Più antico è l’affresco che riproduce l’ultima cena nella collegiata di Santa Croce. Questo affresco, per la mancanza di alcuni elementi sulla tavola, come il calice del vino, sembra essere stato ispirato dal Vangelo di S. Giovanni L’affresco si trova nella parete di fronte alla porta della sacrestia di destra, quella che una volta era la cappella del S.S. Sacramento, e apprendiamo da Stefano Serangeli che “fu edificata e dipinta a spese di questa confraternita, fondata il 7 Luglio 1579, e che durante la demolizione della vecchia chiesa nel 1659, operata da Giovan Battista Borghese, fu l’unica parte a non essere demolita.”
L’affresco rinvenuto sotto l’intonaco durante i lavori di restauro fatti tra il 1987-1989, si può datare tra la fine del XV e gli inizi del XVI, e si potrebbe assegnare l’opera alla cerchia di Orazio Zecca che proprio in quel periodo era impegnato in alcuni affreschi nella chiesa del Rosario.
In questo affresco Gesù è seduto al centro del tavolo con l’ostia nella mano sinistra, mentre con la destra la benedice. Sul tavolo l’agnello in un piatto al centro, c’è qualche pane, ma manca il calice del vino. Anche in questo affresco, guardando gli apostoli, sembra riconoscere il momento esatto in cui l’autore ha voluto fermare la scena. Gesù aveva detto: “uno di voi mi tradirà”. Sembra che tutti gli apostoli siano in movimento sconvolti da questa frase.
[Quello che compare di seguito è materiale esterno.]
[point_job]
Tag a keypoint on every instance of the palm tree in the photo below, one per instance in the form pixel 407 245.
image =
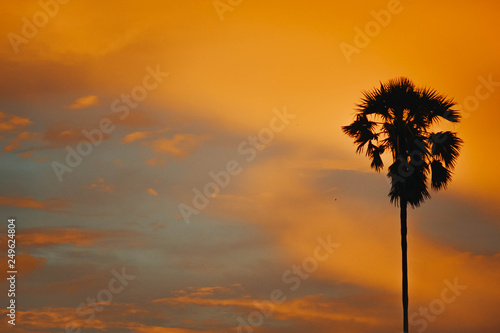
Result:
pixel 397 117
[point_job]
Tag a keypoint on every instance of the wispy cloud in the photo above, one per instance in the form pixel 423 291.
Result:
pixel 85 102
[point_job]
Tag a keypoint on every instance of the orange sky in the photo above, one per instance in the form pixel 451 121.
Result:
pixel 173 92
Alcuni si portano la mano al petto come per dire: “sono forse io Signore?”. Simon Pietro, con la mano sinistra al petto fa cenno a Giovanni come per dirgli: “fatti dire chi è?”, e Giovanni poggiatosi sulla spalla di Gesù, gli chiede: “Signore, chi è ?” Anche Giuda, che è seduto di spalle alla sinistra della tavola (riconoscibile con il sacchetto nero dei denari che tiene con la sinistra), alzando l’indice della mano destra, guardando Gesù sembra dire:”Sono forse io Rabbi?”
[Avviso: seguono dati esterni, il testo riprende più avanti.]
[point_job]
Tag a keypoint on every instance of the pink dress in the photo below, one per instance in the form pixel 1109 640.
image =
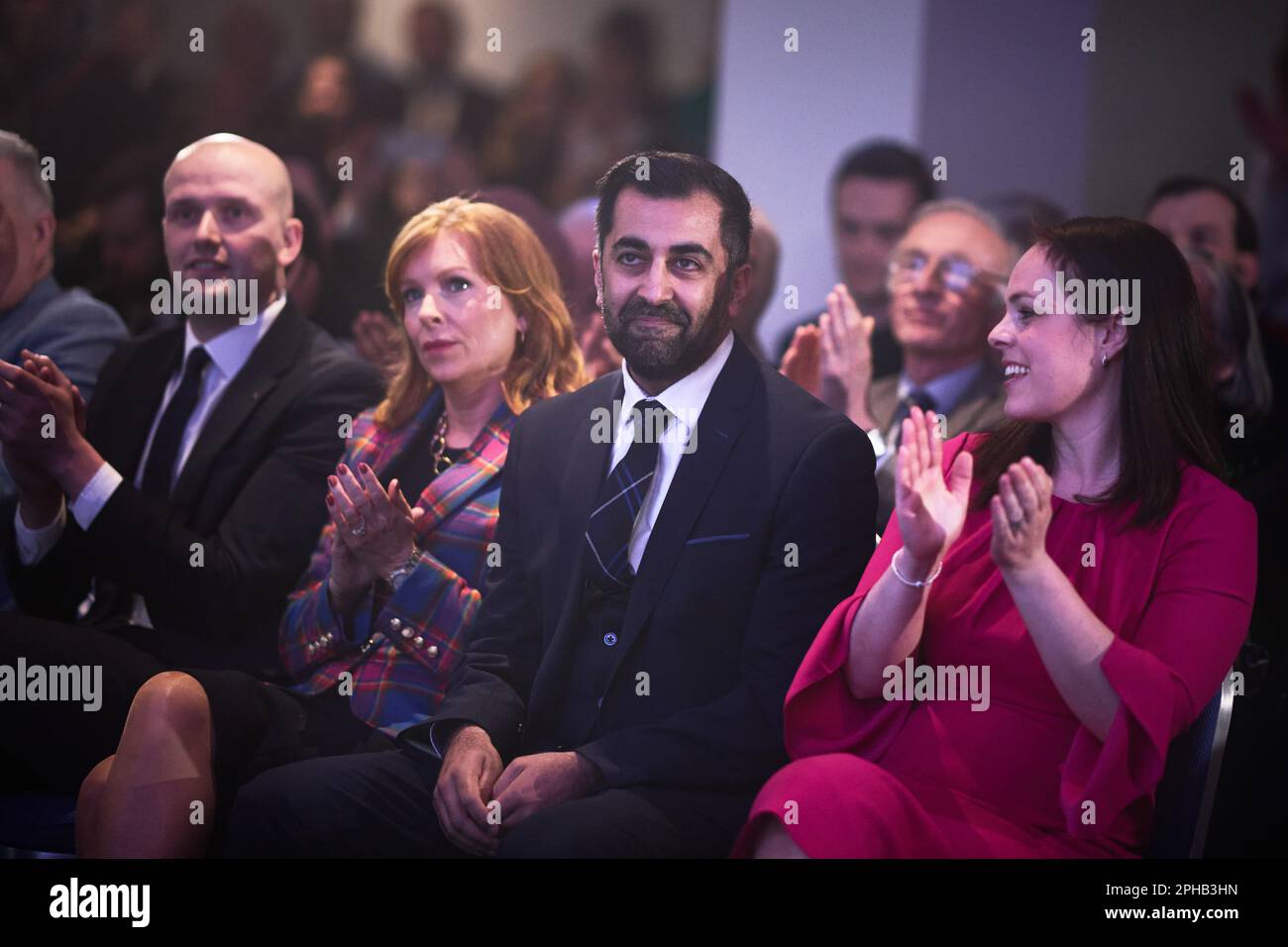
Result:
pixel 1022 779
L’ignoto autore dell’affresco ha voluto anche riportare due personaggi, che, pur se vissuti prima e dopo, in qualche modo sono legati alla vicenda dell’ultima cena, ponendoli però ai lati del quadro. Sulla sinistra un personaggio che potrebbe forse identificarsi con Aronne, primo sacerdote Ebraico che insieme al fratello Mosè guidarono il popolo Ebraico fuori dall’Egitto. L’evento che si ricorda nelle Pesach ebraica e che quindi ci riporta all’ultima cena di Gesù. Sulla destra del quadro San Paolo di Tarso, l’apostolo missionario, ricordato per le sue numerose lettere tra cui la prima lettera ai Corinzi dove racconta dell’istituzione dell’eucarestia avvenuta nell’ultima cena con l’offerta agli apostoli del pane e del calice del vino, riportando il racconto fatto dagli evangelisti Luca, Matteo e Marco.